Als Groninger predikant leverde hij regelmatig artikelen voor bladen als ‘De Bazuin’ (een landelijk weekblad), de ‘Groninger kerkbode’ en het weekblad ‘De Reformatie’, waar K. Schilder in 1934 de enige redacteur van was geworden. Ds. Van Dijk vond dat een goede zaak, mede door het nadrukkelijk door Schilder aan de orde stellen van een nieuwe preekmethode met sterke heilshistorische kenmerken. Dat ging Groningen zelf ook merken toen in 1936 ds. M.B. van ’t Veer aan de Oosterkerk werd verbonden; hij preekte ook in diezelfde trant – voor velen een openbaring!  Van Dijk nam de rubriek ‘geestelijke adviezen’ voor zijn rekening. Dat typeerde hem: hij gaf graag advies over heel praktische geloofszaken. Dat bleef hij ook doen na de Vrijmaking van 1944 in de toenmalige kerkbode van Groningen, Friesland en Drenthe.

In 1934 hield Van Dijk voor de Gereformeerde predikantenvereniging een redevoering over ‘De preektrant van de dominé’s in de kerken der Afscheiding in de jaren 1834-1869’. Daarin stelde Van Dijk aan de orde hoe nauw het verband is tussen het Verbond van God met mensen en de zekerheid van het geloof.

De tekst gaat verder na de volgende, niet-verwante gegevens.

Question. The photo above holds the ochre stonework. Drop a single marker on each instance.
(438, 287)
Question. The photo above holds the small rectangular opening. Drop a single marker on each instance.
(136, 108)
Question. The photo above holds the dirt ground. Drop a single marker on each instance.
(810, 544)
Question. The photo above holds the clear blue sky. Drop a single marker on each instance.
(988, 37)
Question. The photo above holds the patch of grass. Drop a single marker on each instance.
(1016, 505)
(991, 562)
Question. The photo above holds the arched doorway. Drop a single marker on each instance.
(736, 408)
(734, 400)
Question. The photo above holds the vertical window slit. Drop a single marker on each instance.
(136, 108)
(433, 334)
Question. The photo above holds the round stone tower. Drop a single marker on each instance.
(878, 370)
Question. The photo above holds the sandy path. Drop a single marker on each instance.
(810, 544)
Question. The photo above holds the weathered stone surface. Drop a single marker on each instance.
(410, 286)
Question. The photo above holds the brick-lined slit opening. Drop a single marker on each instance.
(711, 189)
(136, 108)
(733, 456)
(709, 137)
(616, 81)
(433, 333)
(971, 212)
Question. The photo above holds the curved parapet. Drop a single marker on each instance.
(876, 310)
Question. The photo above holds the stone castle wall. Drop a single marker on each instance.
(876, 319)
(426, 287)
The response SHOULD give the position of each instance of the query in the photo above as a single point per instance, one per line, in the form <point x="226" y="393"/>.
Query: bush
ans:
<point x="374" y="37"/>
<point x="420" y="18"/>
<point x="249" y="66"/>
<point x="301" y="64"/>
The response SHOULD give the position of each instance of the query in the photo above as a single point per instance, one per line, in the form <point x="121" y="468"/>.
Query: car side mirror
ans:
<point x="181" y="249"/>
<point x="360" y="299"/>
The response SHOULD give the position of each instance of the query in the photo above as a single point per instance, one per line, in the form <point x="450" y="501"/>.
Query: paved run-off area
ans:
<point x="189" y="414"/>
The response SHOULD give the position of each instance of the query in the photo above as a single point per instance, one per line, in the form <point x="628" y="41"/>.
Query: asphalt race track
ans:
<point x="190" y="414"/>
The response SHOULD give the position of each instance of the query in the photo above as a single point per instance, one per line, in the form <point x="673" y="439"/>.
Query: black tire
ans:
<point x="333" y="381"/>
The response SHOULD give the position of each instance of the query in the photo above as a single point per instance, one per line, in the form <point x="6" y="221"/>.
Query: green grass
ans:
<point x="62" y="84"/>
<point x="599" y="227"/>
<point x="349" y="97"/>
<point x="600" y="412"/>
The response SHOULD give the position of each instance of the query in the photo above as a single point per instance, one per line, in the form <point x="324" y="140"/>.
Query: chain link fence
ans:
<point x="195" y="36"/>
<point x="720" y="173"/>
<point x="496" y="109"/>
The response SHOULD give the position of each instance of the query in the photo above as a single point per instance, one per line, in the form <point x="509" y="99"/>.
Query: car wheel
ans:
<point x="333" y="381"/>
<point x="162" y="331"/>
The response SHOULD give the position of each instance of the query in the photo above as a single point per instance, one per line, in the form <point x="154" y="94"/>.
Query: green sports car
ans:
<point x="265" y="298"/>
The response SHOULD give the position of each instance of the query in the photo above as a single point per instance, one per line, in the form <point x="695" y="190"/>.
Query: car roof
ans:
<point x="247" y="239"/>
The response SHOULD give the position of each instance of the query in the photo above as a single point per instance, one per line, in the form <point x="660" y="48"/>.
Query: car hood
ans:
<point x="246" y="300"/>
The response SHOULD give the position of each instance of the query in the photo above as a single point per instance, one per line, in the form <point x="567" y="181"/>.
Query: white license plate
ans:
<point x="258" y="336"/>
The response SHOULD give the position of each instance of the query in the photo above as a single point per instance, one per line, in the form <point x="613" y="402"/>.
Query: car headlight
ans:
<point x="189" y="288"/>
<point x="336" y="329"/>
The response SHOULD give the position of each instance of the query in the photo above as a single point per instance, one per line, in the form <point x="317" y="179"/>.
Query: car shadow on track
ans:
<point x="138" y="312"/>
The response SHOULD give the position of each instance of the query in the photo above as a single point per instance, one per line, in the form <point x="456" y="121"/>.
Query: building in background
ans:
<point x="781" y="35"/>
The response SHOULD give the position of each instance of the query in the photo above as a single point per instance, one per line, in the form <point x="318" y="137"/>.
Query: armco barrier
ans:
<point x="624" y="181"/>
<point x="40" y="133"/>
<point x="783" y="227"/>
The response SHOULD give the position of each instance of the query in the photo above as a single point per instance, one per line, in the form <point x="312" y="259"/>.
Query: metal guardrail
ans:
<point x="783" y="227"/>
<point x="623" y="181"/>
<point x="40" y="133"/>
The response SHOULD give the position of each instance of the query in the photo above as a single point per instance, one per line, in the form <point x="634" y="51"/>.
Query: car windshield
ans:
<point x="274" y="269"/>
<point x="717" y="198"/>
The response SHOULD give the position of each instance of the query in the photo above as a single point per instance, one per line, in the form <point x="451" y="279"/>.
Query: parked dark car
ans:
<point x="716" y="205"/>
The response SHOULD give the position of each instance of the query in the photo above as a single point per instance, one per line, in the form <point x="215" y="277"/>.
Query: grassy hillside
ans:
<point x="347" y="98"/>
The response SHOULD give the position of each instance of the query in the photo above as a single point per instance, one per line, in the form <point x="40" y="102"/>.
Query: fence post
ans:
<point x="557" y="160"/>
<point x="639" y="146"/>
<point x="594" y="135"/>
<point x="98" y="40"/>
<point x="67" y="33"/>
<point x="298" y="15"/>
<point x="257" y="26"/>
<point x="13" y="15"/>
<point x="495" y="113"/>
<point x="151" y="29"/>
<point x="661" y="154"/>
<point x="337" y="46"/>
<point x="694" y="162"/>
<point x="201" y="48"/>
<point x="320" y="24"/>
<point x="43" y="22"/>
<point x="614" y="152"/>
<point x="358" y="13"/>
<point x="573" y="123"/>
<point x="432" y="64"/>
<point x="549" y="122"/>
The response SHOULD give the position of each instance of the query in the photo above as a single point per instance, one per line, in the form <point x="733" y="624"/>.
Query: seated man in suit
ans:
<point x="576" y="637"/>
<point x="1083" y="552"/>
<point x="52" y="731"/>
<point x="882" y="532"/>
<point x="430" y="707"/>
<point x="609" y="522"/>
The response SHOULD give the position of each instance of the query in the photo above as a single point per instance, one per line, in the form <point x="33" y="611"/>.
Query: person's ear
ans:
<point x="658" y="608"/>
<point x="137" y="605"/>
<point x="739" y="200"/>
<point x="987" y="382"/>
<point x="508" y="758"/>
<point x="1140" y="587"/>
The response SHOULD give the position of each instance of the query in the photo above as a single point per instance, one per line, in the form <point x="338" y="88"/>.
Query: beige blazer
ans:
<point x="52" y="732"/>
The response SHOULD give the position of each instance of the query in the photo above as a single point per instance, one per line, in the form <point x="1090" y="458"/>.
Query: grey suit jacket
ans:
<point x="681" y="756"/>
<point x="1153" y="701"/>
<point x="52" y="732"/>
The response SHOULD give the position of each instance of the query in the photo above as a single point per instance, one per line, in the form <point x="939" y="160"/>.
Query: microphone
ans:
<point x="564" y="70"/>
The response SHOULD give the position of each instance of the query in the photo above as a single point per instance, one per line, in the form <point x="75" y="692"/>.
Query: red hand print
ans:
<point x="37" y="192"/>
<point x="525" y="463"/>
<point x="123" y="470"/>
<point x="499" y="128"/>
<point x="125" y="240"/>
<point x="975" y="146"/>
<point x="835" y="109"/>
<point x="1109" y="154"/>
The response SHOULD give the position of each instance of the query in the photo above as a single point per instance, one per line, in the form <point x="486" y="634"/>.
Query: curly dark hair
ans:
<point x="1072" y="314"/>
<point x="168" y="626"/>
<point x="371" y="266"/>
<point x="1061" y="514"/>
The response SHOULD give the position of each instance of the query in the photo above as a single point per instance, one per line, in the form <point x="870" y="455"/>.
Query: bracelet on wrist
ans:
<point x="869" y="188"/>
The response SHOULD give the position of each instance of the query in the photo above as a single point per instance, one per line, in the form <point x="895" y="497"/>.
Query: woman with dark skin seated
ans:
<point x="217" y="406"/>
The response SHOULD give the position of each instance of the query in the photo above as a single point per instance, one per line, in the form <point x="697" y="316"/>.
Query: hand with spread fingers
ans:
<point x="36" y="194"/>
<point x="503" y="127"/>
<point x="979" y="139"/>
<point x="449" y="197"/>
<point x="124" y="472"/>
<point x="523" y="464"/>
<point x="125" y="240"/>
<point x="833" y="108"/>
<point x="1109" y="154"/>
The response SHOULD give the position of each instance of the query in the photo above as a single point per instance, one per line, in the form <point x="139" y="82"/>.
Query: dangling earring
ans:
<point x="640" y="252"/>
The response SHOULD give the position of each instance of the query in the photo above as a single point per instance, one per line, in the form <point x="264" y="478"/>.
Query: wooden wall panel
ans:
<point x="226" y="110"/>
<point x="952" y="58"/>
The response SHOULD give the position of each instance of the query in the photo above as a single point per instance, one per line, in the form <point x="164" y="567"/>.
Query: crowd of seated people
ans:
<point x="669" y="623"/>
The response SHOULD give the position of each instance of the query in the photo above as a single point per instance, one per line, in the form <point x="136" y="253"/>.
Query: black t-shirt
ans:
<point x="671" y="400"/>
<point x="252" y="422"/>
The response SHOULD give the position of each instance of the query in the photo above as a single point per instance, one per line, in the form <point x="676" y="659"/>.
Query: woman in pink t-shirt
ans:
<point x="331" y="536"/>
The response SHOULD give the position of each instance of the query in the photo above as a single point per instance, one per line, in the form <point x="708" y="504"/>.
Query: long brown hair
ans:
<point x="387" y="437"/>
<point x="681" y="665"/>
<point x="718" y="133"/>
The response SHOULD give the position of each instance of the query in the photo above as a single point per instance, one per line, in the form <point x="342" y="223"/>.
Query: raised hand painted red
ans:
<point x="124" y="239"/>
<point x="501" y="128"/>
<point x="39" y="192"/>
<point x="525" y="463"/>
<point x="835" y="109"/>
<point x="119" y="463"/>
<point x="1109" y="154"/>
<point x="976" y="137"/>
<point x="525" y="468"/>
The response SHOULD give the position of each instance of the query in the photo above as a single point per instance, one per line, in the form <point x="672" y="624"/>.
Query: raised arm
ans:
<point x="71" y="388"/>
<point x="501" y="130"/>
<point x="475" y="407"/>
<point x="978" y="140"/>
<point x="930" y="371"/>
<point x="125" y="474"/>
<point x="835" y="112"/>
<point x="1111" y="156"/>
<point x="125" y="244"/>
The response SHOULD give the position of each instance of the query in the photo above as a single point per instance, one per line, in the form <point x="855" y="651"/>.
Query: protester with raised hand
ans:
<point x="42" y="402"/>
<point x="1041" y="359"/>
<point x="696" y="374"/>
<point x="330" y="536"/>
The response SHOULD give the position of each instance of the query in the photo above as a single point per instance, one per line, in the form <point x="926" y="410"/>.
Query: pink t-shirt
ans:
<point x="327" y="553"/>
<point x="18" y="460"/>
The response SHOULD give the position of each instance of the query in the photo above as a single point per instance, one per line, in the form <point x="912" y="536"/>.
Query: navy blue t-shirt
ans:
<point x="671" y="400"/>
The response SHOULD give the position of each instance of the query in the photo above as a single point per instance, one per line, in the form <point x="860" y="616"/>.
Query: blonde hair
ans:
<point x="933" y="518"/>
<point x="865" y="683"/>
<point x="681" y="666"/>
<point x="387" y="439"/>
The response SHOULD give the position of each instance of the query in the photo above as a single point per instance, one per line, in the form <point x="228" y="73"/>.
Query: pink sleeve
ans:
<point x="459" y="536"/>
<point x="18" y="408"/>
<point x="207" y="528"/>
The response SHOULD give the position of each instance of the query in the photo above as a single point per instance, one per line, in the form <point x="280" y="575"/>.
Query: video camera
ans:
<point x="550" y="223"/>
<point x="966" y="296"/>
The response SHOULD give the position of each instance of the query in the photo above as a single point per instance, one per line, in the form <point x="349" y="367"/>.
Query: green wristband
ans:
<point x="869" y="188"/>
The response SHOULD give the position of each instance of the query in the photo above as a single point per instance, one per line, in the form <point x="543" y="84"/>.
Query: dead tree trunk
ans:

Hij keerde zich tegen het geloof ondermijnende subjectivisme (dat de zekerheid in zichzelf probeert te zoeken). Een levensinstelling die men nog wel tegenkomt bij de ‘zware’ gereformeerden (Oud-Geref., Ger. Gem. en Hersteld Hervormden). In de preek spreekt de dominee zijn gemeente aan als ‘verloren zondaren’ en andere typeringen die de nadruk leggen op de verlorenheid van de mens. Van Dijk stelde dat de predikant de gemeente aan moet spreken als ‘Gods Verbondsvolk’. Onder hen zijn wellicht schijnheiligen, hypocrieten, maar die worden dan juist opgeroepen om zich aan Christus toe te vertrouwen.

 

Kerkstrijd

In de loop van de jaren ’30 ontstond er in de Gereformeerde Kerken in toenemende mate verschil van inzicht over de betekenis van de in 1920 overleden ‘grote’ Abraham Kuyper. Voor veel gereformeerden waren diens uitspraken over geloof en bekering, diens leiderschap in de journalistiek (De Standaard en De Heraut) en in de politiek (de Anti-Revolutionaire Partij), zo waardevol dat ze niet meer mochten worden bekritiseerd. Kuyper werd bijna gezien als een grote heilige in de gereformeerde wereld. Maar er waren ook nieuwe, jonge predikanten die de autoriteit van Kuyper niet op zo’n hoog voetstuk plaatsten. Zij wilden het gedachtegoed van Kuyper sympathetisch-kritisch verwerken en diens eenzijdigheden wegwerken in een nieuwe visie op kerk, geloof, staat en maatschappij. Dat nieuwe doordenken vond plaats in de kering rond prof. dr. K. Schilder (in 1934 hoogleraar in Kampen) en aan de Vrije Universiteit in Amsterdam door hoogleraren dr. H. Dooyeweerd en dr. D.H.Th. Vollenhoven, die werkten aan vernieuwing via de door hen ontworpen Wijsbegeerte der Wetsidee, waarin de Wet van God de basis was voor het denken over het mensenleven.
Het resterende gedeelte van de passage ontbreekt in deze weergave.